May 21, 2001  •  Post A Comment

AOL Time Warner Chief Executive Gerald Levin last week raised the possibility that his company might acquire AT&T Corp.’s 23 percent interest in Cablevision Systems and perhaps seek a union of the two cable operators.
In response to a shareholder question at the company’s annual meeting in New York last Thursday, Mr. Levin said AOL Time Warner “has not stepped up in any way” to acquire AT&T’s “passive” stake in Cablevision. Mr. Levin said no deal is imminent.
However, he added, “It would be a very interesting company if we could put together our cable systems in the New York area.”
Time Warner and Cablevision are the two leading cable operators in the largest and most lucrative market in the United States.
Mr. Levin briefly noted what he called “the historical relationship” between the two companies. “We are in this business because of the Dolan family,” he said, referring to Cablevision’s controlling and founding family.
The Dolans first hired Mr.
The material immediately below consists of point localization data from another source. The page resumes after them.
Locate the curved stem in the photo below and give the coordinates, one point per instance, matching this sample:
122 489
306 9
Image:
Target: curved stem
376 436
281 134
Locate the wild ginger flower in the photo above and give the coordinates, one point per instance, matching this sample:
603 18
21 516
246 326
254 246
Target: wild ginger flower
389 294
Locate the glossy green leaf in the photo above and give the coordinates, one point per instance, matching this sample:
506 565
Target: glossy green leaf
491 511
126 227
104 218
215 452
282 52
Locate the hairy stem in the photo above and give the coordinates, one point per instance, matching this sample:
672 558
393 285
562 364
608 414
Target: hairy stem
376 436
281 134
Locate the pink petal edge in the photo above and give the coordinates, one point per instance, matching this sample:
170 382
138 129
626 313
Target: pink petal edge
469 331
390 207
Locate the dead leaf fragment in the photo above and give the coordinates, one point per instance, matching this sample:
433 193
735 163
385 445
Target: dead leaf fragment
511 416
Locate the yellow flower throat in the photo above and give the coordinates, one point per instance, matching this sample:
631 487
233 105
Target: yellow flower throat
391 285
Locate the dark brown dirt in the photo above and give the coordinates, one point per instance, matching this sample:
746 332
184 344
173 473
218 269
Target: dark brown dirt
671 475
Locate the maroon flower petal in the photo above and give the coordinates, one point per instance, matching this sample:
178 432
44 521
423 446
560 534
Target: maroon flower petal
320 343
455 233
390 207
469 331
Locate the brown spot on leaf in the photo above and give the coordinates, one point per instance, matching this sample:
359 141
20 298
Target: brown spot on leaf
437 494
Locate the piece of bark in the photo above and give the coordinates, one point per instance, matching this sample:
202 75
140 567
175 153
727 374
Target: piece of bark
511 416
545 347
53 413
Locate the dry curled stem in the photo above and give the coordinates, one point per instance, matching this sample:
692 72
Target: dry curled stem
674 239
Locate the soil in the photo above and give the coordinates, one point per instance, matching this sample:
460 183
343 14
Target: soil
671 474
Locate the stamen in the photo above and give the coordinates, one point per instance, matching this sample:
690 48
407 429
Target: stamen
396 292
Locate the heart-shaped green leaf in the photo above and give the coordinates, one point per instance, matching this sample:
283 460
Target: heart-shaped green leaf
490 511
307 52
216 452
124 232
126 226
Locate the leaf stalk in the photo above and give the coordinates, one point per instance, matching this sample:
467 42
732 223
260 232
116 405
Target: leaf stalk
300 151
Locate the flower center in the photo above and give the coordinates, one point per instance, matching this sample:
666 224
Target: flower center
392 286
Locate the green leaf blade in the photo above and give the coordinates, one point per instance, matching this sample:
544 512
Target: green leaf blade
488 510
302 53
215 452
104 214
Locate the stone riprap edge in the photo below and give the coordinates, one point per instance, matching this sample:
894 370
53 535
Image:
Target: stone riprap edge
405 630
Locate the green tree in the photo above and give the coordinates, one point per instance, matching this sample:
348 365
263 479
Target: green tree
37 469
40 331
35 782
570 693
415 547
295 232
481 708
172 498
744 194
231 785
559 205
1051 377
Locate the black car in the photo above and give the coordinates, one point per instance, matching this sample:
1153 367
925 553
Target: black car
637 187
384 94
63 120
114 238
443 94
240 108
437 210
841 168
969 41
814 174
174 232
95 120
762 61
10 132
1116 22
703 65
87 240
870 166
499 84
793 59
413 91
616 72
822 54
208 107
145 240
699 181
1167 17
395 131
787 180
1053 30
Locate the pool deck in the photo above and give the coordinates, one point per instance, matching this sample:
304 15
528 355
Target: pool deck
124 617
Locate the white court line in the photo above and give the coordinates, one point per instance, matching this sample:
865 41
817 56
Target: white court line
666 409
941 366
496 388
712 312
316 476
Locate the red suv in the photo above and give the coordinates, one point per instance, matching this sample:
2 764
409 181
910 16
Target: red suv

Levin years ago to work in the cable business.
It is unclear whether the federal government, which has been bent on deregulating the media business, would allow such a concentration of power in such a key metropolitan market.
AT&T Corp. is selling its Cablevision stake, valued at an estimated $1.7 billion, with other assets to reduce its nearly $50 billion in remaining corporate debt.
Among the other assets being sold is AT&T’s 25.5 percent stake in Time Warner Entertainment, valued at between $10 billion and $14 billion.
AOL Time Warner, which will generate more than $50 billion in free cash flow over the next four years, also is considered a suitor for the TWE stake.
However, last week AOL Time Warner was setting straight its own financial record.
The company said it will claim nearly $1 billion in restructuring charges stemming from its $124 billion merger in January, the lion’s share of which was related to severance and other payments made to departing employees.
In a Securities and Exchange Commission filing, the company said it expects to take a $965 million merger-related restructuring charge this year, which will not appear on its already complicated income statement. Most of the charges were classified as current liabilities in the first quarter.
“We are comfortable with the charge,” Merrill Lynch analysts Henry Blodget and Jessica Reif Cohen said in a note to clients. “We believe investors should be aware of its impact on overall cash flow and net debt,” they said.
In accordance with new accounting laws, the company will continue to “finalize” its merger-related expenses throughout the remainder of 2001.
The company said there are an estimated $400 million of costs related to exiting certain businesses and contracts, which mostly impact Warner Bros. and Turner Broadcasting. Another $565 million in costs is related to employee termination and general work-force reduction.
Of the total, $210 million is related to the businesses of the Time Warner Entertainment partnership which includes Warner Bros., HBO and a majority of the Time Warner Cable systems.
The restructuring also included a $70 million write-off in the first quarter that mostly related to AOL.
Company officials reiterated at the shareholders meeting that AOL Time Warner is on target to meet its projected $40 billion in revenues and $11 billion in earnings before interest, taxes, depreciation and amortization.
Merrill Lynch estimates that with one-time charges and $600 million in one-time expenses in the first quarter, AOL Time Warner’s free cash flow will total about $2 billion this year.